Chronique

Vijay Iyer Trio

Uneasy

Vijay Iyer (p), Linda May Han Ho (b), Tyshawn Sorey (dm)

Label / Distribution : ECM

Le docteur en sciences cognitives appliquées à la musique Vijay Iyer renouvelle le line-up de son trio. Avec rien de moins que la redoutable Linda May Han Ho à la contrebasse : quel plaisir de la retrouver en sidewoman, capable de tenir les murs de la maison en pleine tempête, et de ramener tout le monde à bon port à l’occasion d’un solo d’anthologie ! Quant au batteur Tyshawn Sorey, il se fait polyphonique plus que polyrythmique, tant son instrument chante dans des directions démultipliées. Le trio dépoussière un répertoire que le pianiste avait commencé à esquisser il y a une vingtaine d’années.
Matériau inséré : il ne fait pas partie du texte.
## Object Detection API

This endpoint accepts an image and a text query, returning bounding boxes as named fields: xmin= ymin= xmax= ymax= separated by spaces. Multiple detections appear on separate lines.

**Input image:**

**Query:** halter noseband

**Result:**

Le jazz qui sort de l’interaction entre ces trois-là fait des étincelles. Ainsi du détricotage en règle de « Night and Day », passé à la moulinette 7/8 façon McCoy Tyner lorsqu’il joua ce standard avec Joe Henderson, lui conférant une dignité afro-américaine insoupçonnée. Ou encore de l’improvisation collective déroulée sur des motifs indiens sur « Configurations », manière d’insuffler une part des origines du leader dans le propos d’ensemble. De son compagnonnage avec le rapper Mike Ladd, le pianiste a choisi de proposer comme un remix instrumental en cinq temps de « Touba ». Traitant le jazz comme une musique revendicative, il parsème d’oxymores son « Children of Flint » (une référence à un scandale d’eaux contaminées dans la ville éponyme du Michigan), par un jeu simultanément angulaire et doux qui sème le trouble. Sur « Combat Breathing », composé en hommage à Eric Garner (qui inaugura la sinistre série des « I can’t breathe » lorsqu’il mourut étranglé par des flics de New-York il y a huit ans), c’est par un blues à 11 temps qu’il nous propulse dans cette tragédie aux accents de syncope.

Il y a comme une rigueur scientifique dans le jazz de ce trio, mais elle est toujours au service d’une émotion débridée et d’une quête de justice universelle.